City Guide: Tokyo
Tokyo is a special place for our founder Frances. She loves the energy of the city, the beautiful hospitality and definitely the coffee culture. Who better to tap for their favourite spots?! Always on the lookout for the lowkey, but interesting and inspiring, places to shop, eat and move. We asked Frances to take notes on her most recent trip (celebrating our Black Anise launch) and she served up some really special places.
"At once bustling and serene, steeped in tradition, whilst hyper focused on the future… Tokyo is a place of contradictions for me and perhaps because of that, one of the most inspiring places to spend time."
Reset – I love to fit a yoga class in when I’m travelling as an opportunity to ground, reset and remind myself to be in the moment. Nami yoga studio is tucked away in the business district of Minato-Ku has gorgeous teachers who speak in English and teach with a supremely distinct Japanese flavour.
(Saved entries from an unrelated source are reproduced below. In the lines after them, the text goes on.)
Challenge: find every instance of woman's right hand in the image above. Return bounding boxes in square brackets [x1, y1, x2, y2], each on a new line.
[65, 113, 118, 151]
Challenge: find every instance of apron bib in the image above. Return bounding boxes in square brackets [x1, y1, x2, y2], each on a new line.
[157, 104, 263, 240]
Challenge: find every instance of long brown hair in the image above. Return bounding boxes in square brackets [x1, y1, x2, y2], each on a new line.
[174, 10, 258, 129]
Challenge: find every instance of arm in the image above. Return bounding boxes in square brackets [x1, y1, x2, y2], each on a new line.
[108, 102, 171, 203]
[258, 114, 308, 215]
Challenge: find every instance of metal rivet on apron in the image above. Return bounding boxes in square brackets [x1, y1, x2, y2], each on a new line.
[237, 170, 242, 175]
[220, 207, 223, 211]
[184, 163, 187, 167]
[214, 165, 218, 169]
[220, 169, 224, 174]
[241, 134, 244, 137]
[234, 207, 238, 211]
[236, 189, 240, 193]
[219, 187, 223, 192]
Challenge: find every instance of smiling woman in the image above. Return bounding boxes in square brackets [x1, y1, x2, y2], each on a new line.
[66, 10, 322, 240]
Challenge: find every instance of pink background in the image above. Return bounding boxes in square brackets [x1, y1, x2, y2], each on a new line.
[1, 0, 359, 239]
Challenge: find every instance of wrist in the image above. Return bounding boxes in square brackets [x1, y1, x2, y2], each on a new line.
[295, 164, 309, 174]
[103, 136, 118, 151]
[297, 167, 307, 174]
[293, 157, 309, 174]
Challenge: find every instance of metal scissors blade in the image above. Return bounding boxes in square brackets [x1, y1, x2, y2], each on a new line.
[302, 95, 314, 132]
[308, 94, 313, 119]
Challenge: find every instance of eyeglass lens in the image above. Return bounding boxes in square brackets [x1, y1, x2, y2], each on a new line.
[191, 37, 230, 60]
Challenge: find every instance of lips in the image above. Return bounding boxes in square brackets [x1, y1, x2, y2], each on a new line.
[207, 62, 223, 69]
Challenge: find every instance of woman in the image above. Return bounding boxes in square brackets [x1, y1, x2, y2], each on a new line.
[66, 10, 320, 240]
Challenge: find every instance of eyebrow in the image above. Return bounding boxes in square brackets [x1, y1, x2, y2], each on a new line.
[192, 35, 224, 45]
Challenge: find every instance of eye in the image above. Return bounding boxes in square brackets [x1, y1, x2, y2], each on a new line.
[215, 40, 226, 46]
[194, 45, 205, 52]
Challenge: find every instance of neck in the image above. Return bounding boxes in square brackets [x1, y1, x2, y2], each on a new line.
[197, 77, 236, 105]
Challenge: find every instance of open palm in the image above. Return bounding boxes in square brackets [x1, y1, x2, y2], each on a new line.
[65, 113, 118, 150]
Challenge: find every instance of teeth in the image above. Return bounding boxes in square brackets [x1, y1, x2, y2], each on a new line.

From the hasami mugs and six choices of tea, to the tranquil vibe and peaceful teaching style of a deceivingly tough vinyasa flow.
Caffeinate – You’re spoilt for choice in Tokyo, but I couldn’t go past my favourite New Zealand coffee brand – Supreme, who’s Shibuya outpost is the height of cool and the best of Wellington meets Tokyo (be sure to check out their rooftop). If one stop doesn’t satiate your coffee fix, Good Good Not Bad also in Shibuya is one of the newer additions to the Tokyo coffee scene. Grab a cold brew to go and head to the epic MontBell flagship next door for a browse of their beautiful technical gear.
Shop new – There’s no two ways about it, Tokyo is an absolute shoppers heaven. I’d challenge the least “shopper” among us, not to be charmed by the incredible retail displays, service and sheer diversity on offer. Whether it’s ceramics, technology, fashion or furniture, in formats from wabi sabi to kitsch to understated cool, Tokyo has it all – in spades. A favourite for me is the Nose Shop flagship in Shinjuku which sports not only an incredible mix of the top niche perfumes from around the world, but a giant nose on the wall and a perfume sample vending machine. While you’re there, step by Super A Market enroute for the latest / best local and international contemporary clothing, footwear and selected goods.
Shop old – I love to pick up a vintage treasure when travelling, there’s something about the one-off nature of both the garment (and the previous life it led) and the memory of the trip that makes it doubly special. The back streets of Shibuya are great for seeking out something special. Number Me, a cute little boutique has classic vintage such as Gucci loafers alongside an eclectic array of new fashion and lifestyle from local designers. 10Tow hides behind a nondescript door, up 4 flights of stairs and is a treasure trove of vintage and secondhand Yohji Yamamoto, Commes des garçon and and other Japanese and international designers.
Stay – We stayed in the super well situated and beautifully appointed All Day Place in Shibuya. Eco friendly in the chicest, most understated way. In true Japanese style, rooms come replete with freshly laundered sleepwear and slippers, a selection of beautiful teas and even the chicest bio toothbrush and toothpaste I’ve ever seen, plus there was no over-fragranced-hotel-vibe you so often get when travelling (and is guaranteed to give me a headache).
Eat – Where to start… from street food, to high end Tokyo has anything and everything in between. My advice is that so long as it’s local (and the place is full of locals) you can’t really go wrong. We had an incredible grill and sashimi meal at uber local hole in the wall Yuji (ask for the chefs recommendations), and an exceptional late night degustation replete with sake matches at Ikyu. The only rules are – be open minded, and ask questions – the Japanese love to introduce you to their specialities, so long as you show a little interest and willingness to try their recommendations, you’ll be showered with hospitality.